Après avoir reçu une éducation très stricte, le jeune Thibault de Montalembert s'inscrit à la classe libre du cours Florent, ayant pour professeur, Francis Huster. Il rejoint ensuite la prestigieuse Ecole des Amandiers, alors dirigée par Patrice Chéreau et Pierre Romans, faisant ses premières apparitions au cinéma dans les deux films tournés avec la troupe de Nanterre : Hôtel de France de Chéreau et L'Amoureuse de Doillon, aux côtés de comédiens en herbe tels que Valeria Bruni Tedeschi ou Bruno Todeschini.
 

Thibault de Montalembert ne tarde pas à intégrer une autre troupe, celle d'Arnaud Desplechin, tournant sous sa direction pour trois films : membre de la famille endeuillée et déchirée de La Vie des morts, il est un ami d'Emmanuel Salinger dans La Sentinelle et le cousin de Mathieu Amalric dans Comment je me suis disputé... (ma vie sexuelle). Vu en 1992 dans Indochine, pensionnaire de la Comédie-Française de 1994 à 1996, l'acteur participe à de nombreux téléfilms, tout en restant fidèle au cinéma d'auteur le plus audacieux (Le Pornographe de Bertrand Bonello en 2001 ou l’horrifique Dans ma peau).
 

Parallèlement, il devient la voix française attitrée du comédien britannique Hugh Grant. En 2006, cet habitué des seconds rôles passe du film de guerre Indigènes au mélo intimiste Je vais bien, ne t'en fais pas. L’année suivante, sa crédibilité lui permet de se lancer dans la mise en scène avec "La Lettre au père" de Kafka, au théâtre de la Bastille. Dans les années 2010, Thibault de Montalembert se tourne vers le petit écran. Tout d’abord dans les deux saisons de Tunnel, remake franco-britannique de la série danoise Bron, où il interprète le commandant Olivier Pujol, supérieur de l’enquêtrice Elise Wassermann (Clémence Poesy) de la police de Calais.
 

Puis, avec le rôle de l’agent artistique Mathias Barneville, dans Dix pour cent, dont les ambitions se retrouvent chamboulées par l’arrivée de sa fille illégitime, Camille (Fanny Sidney), bien décidée à se faire une place dans le milieu du cinéma.
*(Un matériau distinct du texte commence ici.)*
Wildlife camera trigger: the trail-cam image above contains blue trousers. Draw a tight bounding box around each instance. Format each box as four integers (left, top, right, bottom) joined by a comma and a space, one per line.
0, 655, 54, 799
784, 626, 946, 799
Enfin, le comédien retrouve les plateaux de cinéma, à l’occasion des biopics L’Odyssée et Chocolat – respectivement sur les aventures du capitaine Cousteau, et celles du duo comique Footit et Chocolat – avant de donner la réplique à Agnès Jaoui, dont il incarne l’amour de jeunesse dans Aurore.
 

-- À propos d'Hélène Babu
 

Hélène Babu a été formée à la classe libre du Cours Florent, puis au Conservatoire National Supérieur d’Art Dramatique de Paris (1990-1993).
 

Au théâtre, Hélène Babu a joué sous la direction d’Éric VIGNER (La Pluie d’été de Marguerite DURAS et Où Boivent Les Vaches de Roland Dubillard), Francis Huster (Lorenzaccio de Musset), Philippe Adrien, Julie Brochen (Penthésilée de Heinrich von Kleist), Katarina Talbach (Macbeth de Shakespeare), Massimo Bellini (Suite de Philippe Myniana), Arthur Nauzyciel (Le Malade imaginaire ou le silence de Molière), Alain Sachs (La Belle Mémoire de Pierre-Olivier Scotto et Martine Fledmann), Michel Didym (La Rue du Château d’après la rencontre des surréalistes sur la sexualité), Laurent Laffargue (Du mariage au divorce de Georges Feydeau).
 

Au cinéma, elle a joué sous la direction de Bénédicte Brunet, Jeanne Labrune, Roger Planchon, Mathieu Amalric, Gilles Bourdos et, à la télévision, Franck Cassenti, Fabrice Cazeneuve, Philippe Béranger, P. André, Régine Abadia.
 

En 2001, Hélène Babu a mis en scène Les Fâcheux de Molière et, en 2003, Feu la Mère de Madame de Feydeau et Les Boulingrins de Courteline.